2000 Toyota MR2 Spyder

2000 Toyota MR2 Spyder 2000 Toyota MR2 Spyder
First Drive Review From the April 2000 Issue of Car and Driver

There are some very good reasons for building a mid-engined sports car. By situating all the heavy bits amidships, you reduce inertia at the car's nose and tail, making it a lot easier for the car to change direction. That's what produces the responsive and nimble handling characteristics typical of mid-engined cars.

Unfortunately, it's also responsible for some notably spooky handling at the limit from some examples of the genre. Highly responsive vehicles occasionally verge into outright instability. And having had that accusation hurled at earlier MR2s, Toyota took no chances with the new Spyder. At no time during our first stint behind the wheel did the car ever display anything other than progressive understeer in corners, and it tracked as straight as a laser at triple-digit velocities with genuine hands-off-the-wheel balance.

The new MR2 Spyder is so confidence inspiring that it might almost be the reason Toyota chose the mid-engine format. You know, to prove once and for all that it can be done with none of the quirks found in other examples of the type. Certainly, there are numerous reasons why Toyota might have moved away from the concept with its new Miata fighter.

First, the layout does not facilitate much luggage space. In fact, the MR2 Spyder -- having to accommodate space for a folding top -- is worse than the old MR2 coupes in this regard, offering only a couple of shallow compartments behind the seats (the suspension, the radiators, and the spare tire fill the front compartment).

Dropping the engine immediately behind the occupants puts it, and the energetic noises of its exertions, mere inches away from their ears. With the top up and the tachometer a-winding, there's ample aural evidence broadcast into the cabin of multivalve four-cylinder activities.

Those, in a nutshell, are the up- and downsides of the argument about the MR2 Spyder, but there is no doubt that Toyota's execution of the concept was approached with its usual systematic diligence. Chief engineer Harunori Shiratori remarked that the resurgence of the sports car, particularly the roadster, is well under way, but that the trend to overweight, overpriced examples has to be avoided, as they were the primary contributors to the demise of the segment in the recent past.
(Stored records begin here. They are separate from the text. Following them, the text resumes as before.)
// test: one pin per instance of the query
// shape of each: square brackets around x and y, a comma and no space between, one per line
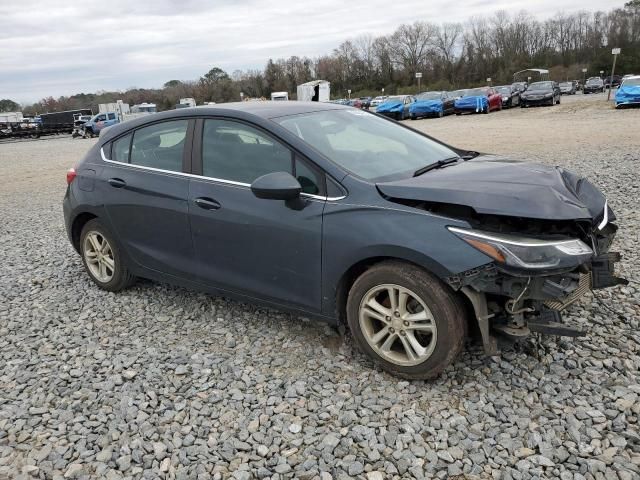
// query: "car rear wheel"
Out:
[102,258]
[406,320]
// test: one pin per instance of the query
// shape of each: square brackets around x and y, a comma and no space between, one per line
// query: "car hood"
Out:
[427,105]
[478,102]
[536,93]
[494,185]
[628,93]
[389,106]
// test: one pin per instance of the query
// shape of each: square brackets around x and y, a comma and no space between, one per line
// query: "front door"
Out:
[146,196]
[268,249]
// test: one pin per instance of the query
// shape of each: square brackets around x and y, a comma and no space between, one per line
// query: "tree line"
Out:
[449,56]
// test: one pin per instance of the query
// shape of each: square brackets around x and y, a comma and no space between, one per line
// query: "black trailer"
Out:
[60,122]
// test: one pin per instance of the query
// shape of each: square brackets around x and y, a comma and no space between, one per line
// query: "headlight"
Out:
[525,252]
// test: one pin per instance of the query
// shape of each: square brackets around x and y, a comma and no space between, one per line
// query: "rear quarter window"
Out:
[120,149]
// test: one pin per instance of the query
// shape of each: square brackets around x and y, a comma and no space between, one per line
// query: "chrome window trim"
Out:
[202,177]
[605,215]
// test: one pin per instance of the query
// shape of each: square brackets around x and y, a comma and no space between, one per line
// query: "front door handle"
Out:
[117,182]
[207,203]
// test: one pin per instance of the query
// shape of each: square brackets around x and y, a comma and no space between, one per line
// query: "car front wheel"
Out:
[102,258]
[406,320]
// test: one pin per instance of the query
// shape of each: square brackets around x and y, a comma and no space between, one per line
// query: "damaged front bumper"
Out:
[514,304]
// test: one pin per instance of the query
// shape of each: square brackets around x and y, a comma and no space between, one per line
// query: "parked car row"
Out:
[628,93]
[483,99]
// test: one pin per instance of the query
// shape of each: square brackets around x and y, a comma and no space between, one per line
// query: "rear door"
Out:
[146,192]
[269,249]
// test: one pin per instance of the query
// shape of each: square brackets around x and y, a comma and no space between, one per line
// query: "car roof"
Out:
[266,110]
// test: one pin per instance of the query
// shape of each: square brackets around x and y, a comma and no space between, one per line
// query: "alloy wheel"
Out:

Also, since Toyota is on a crusade to drive its owner demographics toward younger customers, the price and the styling had to be in line with their resources. As part of a three-pronged initiative to lure younger buyers (co-starring the Echo and the Celica), the MR2 Spyder was masterminded by Toyota's youth-oriented "genesis group."

According to Toyota officials, the MR2 Spyder will be available in restricted numbers -- about 5000 a year in the U.S. This sounds like more of the paradoxical reasoning we considered for the adoption of the mid-engine layout. A low-priced, small-volume product flies in the face of common-sense economics. And then Toyota's managers mention the 40,000 existing MR2 owners and the many MR2 owners' clubs and Web sites already extant. None of which, surely, encompasses the NetGen target market. But hey, they know what they're doing. With the new Celica, the median age of owners has already dropped nine years!

Although the MR2 measures a mere 153.0 inches long -- 2.3 inches shorter than a Miata -- its wheelbase stretches 96.5 inches, 7.3 inches longer than the little Mazda's. This reduces any short-coupled snappishness in the car's handling. Positioning the wheels right at the corners also provides more space for occupants and allows even large drivers to feel comfortably enclosed -- unlike their experience in a Miata, where taller ones feel a part of the car's rollover apparatus.

The footwells are not very roomy, particularly on the passenger side, where ducting impinges on foot space, but there's nonetheless room for six-foot-something drivers to nestle in, and visibility is quite good. Also, the manual softtop (with glass backlight) turns out to be slightly hump-backed, and it provides surprisingly good headroom.